Era bom poder desenhar a escrita do tempo
Eleições, utopias, o misticismo luso e os imbróglios de ser-se de esquerda
"A esquerda (não considero o PS de Sócrates de esquerda) apresentou-se, como sempre, ao eleitorado, sem um projecto político unitário de mudança, sem um acordo expresso do que fariam com uma vitória à esquerda. As bandeiras que agitaram, os almoços e jantares de confraternização, as arruadas, as visitas às feiras, os comícios, os debates, não responderam ao que o povo de esquerda português gostaria de saber: o que fariam, se, hipoteticamente, houvesse uma maioria política de esquerda?"
As esquerdas portuguesas têm um grande problema. Ainda que lhes não falte a denúncia da ameaça real da avalanche capitalista que a Troika simboliza na represen¬tação dos três partidos em que o liberalismo secundariza, quando não hostiliza e procura eliminar, o desenvolvimento social, o CDS-PP, O PSD, o PS; ainda que os seus actuais líderes repitam diariamente as linhas do perigo que a direita e o centro representam na defesa dos direitos civilizacionais das classes sociais mais desfavorecidas; falta-lhes a magia da varinha mágica que transforme o convencimento em realidade.
As mensagens, quer do PCP, quer do Bloco de Esquerda, não passam.

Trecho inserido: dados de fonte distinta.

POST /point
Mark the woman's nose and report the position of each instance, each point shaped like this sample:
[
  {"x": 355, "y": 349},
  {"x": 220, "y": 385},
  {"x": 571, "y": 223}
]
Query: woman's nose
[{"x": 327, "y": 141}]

Ou passam, o que é mais real, mas não influenciam. E os resultados eleitorais de domingo – escrevo na quinta-feira anterior – irão, infelizmente, demonstrar que «o nosso povo», na fórmula política de Álvaro Cunhal, opta entregar o seu voto a quem, com aquele como suporte, o vai delapidar e espremer, nos próximos tempos, de forma conscientemente brutal.

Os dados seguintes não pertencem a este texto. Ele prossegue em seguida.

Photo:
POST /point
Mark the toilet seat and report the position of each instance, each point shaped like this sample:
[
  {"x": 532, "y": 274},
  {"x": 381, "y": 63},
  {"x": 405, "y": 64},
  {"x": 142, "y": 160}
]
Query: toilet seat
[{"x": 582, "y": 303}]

Masoquismo? Inconsciência? Ignorância? Resignação? Medo? Incapacidade de crítica e autocrítica? Entrega a outrem da decisão da sua indecisão? Este povo é estranho.
Pode-se dizer que a mistura das atrás citadas características se foi estruturando, desde a Expansão Portuguesa e o rolo opressor da Inquisição religiosa, agravada no século passado pela estrutura da sociedade policial salazarista, as linhas essenciais da mentalidade do português. Dividido entre o Eldorado da Lonjura, em África, na Índia, no Brasil, e o afastamento da evolução material e da mentalidade economicista dos países europeus do Centro e do Norte, ficou-se pelo sebastianismo místico dos salvadores que hão de surgir e conduzir a Pátria a um caminho de riqueza, desenvolvimento, felicidade.

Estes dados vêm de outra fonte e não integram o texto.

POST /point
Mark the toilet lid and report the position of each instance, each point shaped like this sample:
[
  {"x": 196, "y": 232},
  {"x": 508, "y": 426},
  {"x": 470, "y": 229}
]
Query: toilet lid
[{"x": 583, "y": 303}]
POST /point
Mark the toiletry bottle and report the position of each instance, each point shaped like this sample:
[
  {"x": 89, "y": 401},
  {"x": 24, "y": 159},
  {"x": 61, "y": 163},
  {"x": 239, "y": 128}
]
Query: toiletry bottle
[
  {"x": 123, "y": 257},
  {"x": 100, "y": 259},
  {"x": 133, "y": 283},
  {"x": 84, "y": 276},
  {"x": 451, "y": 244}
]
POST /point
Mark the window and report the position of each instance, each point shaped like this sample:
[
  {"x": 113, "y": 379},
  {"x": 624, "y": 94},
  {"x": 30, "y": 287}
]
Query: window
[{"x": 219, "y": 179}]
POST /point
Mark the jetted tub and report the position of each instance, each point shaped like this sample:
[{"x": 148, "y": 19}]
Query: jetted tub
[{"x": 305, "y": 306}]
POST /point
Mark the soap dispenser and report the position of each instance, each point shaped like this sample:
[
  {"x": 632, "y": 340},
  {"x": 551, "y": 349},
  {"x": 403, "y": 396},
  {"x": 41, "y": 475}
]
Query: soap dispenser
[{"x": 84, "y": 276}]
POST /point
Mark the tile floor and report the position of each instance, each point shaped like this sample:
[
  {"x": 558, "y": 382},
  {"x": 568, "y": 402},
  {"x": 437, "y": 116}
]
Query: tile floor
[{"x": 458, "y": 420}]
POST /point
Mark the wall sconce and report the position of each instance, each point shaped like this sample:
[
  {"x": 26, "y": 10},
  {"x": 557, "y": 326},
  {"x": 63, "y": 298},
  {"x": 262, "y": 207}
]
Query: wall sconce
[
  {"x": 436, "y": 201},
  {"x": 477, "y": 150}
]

Desde o Abril da Democracia que não se passa disto…
Dá hoje a vitória ao PSD, aposta forte no CDS, como ontem o fizera no PS, que agora (e ainda bem) castiga.
É aqui que as Esquerdas políticas falham. Mostram-lhe a dura reali¬dade, um futuro difícil, caminhos de escassez. Dizem-lhe que está na sua decisão, na sua intervenção, a forma de impedir o filme de terror do futuro próximo e, quem sabe, se para o resto do sempre das suas vidas. Projecta-se para o mito dos futuros que cantam o desespero e a frustração do presente. Mas não lhes delegam o direito de decisão, não lhe dão a força duma utopia,
Se a esquerda urbana, moderada e pequeno-burguesa, em que acreditavam, o PS de Sócrates, Soares, Almeida Santos, o traíram de forma miserável, no emprego, na educação, na saúde, na justiça, como acreditar nas outras, do PCP ao Bloco de Esquerda, que não sabe o que representam e defendem além do protesto que ele sente como seu, mas de que duvida da eficiência? Votar nessa esquerda, para quê, se ela não apresenta um projecto de governo, nomes que assumam a alternativa, a capacidade de uma mudança?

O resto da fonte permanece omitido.